Allergen immunotherapy (AIT) is an effective treatment option for allergic rhinitis and can be administered in the allergy or general practice office. The benefits of AIT include a decrease in symptoms and medication use and induction of tolerance to aeroallergens. Rush IT protocols have been introduced to accelerate the build-up period of AIT, which is the most time-consuming and cumbersome phase. Modified rush AIT protocols have been created to decrease the incidence of systemic reactions compared to traditional rush immunotherapy protocols while allowing for rapid build-up and relief of allergy symptoms as well as a decreased number of weekly visits (Figure). However, this novel approach has not been well studied, and concerns exist of systemic reactions when administering accelerated AIT protocols.
Combining Rapid and Safe Build-Up
With an aim to devise a modified accelerated AIT protocol that combined rapid and safe build-up to the maintenance AIT dose, we and our colleagues conducted a study of a novel 1-day, eight-step, modified environmental rush immunotherapy (MERIT) protocol, and published our results in Allergy and Asthma Proceedings. The protocol was followed by gradual build-up to the full maintenance AIT dose. Patients were pre-treated the day before and day of the protocol with prednisone 40 mg, montelukast 10 mg, and non-sedating H1 and H2 antihistamines. As a safety precaution, all patients were prescribed auto-injectable epinephrine.

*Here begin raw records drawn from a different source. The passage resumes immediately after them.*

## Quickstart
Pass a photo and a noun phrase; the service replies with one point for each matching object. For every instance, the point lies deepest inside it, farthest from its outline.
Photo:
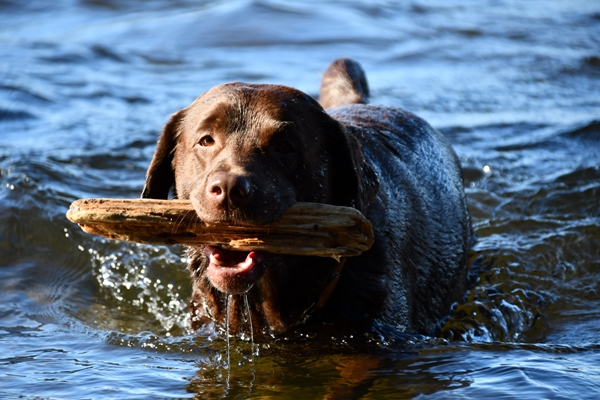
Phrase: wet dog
(244, 153)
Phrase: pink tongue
(228, 258)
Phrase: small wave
(587, 131)
(11, 115)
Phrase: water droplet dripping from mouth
(227, 337)
(251, 329)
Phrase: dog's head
(244, 153)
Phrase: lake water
(85, 87)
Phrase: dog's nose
(229, 189)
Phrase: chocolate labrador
(244, 153)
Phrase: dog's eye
(284, 147)
(206, 141)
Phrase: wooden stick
(304, 229)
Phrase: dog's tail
(344, 82)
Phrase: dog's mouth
(234, 272)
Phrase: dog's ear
(160, 177)
(355, 182)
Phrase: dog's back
(417, 267)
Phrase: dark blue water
(85, 87)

The objectives of this study were to describe the protocol design and safety as well as patient characteristics, and also to identify distinguishing features of patients who experienced systemic reactions compared with those who did not. This study was a retrospective analysis of adult patients with allergic rhinitis who underwent the MERIT protocol between 2005 and 2015. We collected data on patient demographics, comorbidities, and allergen extract content. Severity and frequency of systemic reactions during the MERIT day, subsequent build-up, and maintenance phases were analyzed.
Our population consisted of 230 females and 132 males with a median age of 33 years and BMI of 26.2. Approximately 48% of patients had a diagnosis of asthma. For asthmatic patients, a baseline FEV1 was measured prior to starting AIT and peak expiratory flow measurements were obtained before MERIT and every subsequent AIT injection. History of urticaria and angioedema were seen in 12.5% and 1.4% of patients, respectively.
In total, 13.8% of patients experienced systemic reactions at any time during AIT, with 4.7% of reactions occurring on the MERIT day. Most of the systemic reactions were mild and were rapidly reversed with treatment. While there was no association with gender, those who experienced a systemic reaction tended to be younger and had a lower BMI. There was also a tendency for an association between systemic reactions and a diagnosis of urticaria or angioedema. Asthma has traditionally been identified as a risk factor for systemic reactions; however, our study found no association between asthma and systemic reactions to AIT. The occurrence of a systemic reaction did not impact premature discontinuation of AIT.
In terms of AIT content, 71% had both seasonal and perennial allergens in their extract. Dust mite was the most commonly included allergen (75%), followed by cat (66%), any weed pollen (65%), and grass mix pollen (61%). In multivariate analysis of allergen content by systemic reactions, significant associations were seen with extract containing dust mites, cat, and mugwort (a weed pollen). Healthcare providers administering AIT should be aware of these risks factors and be prepared to treat these reactions. Ultimately, studies directly comparing MERIT protocol with traditional build up will be needed.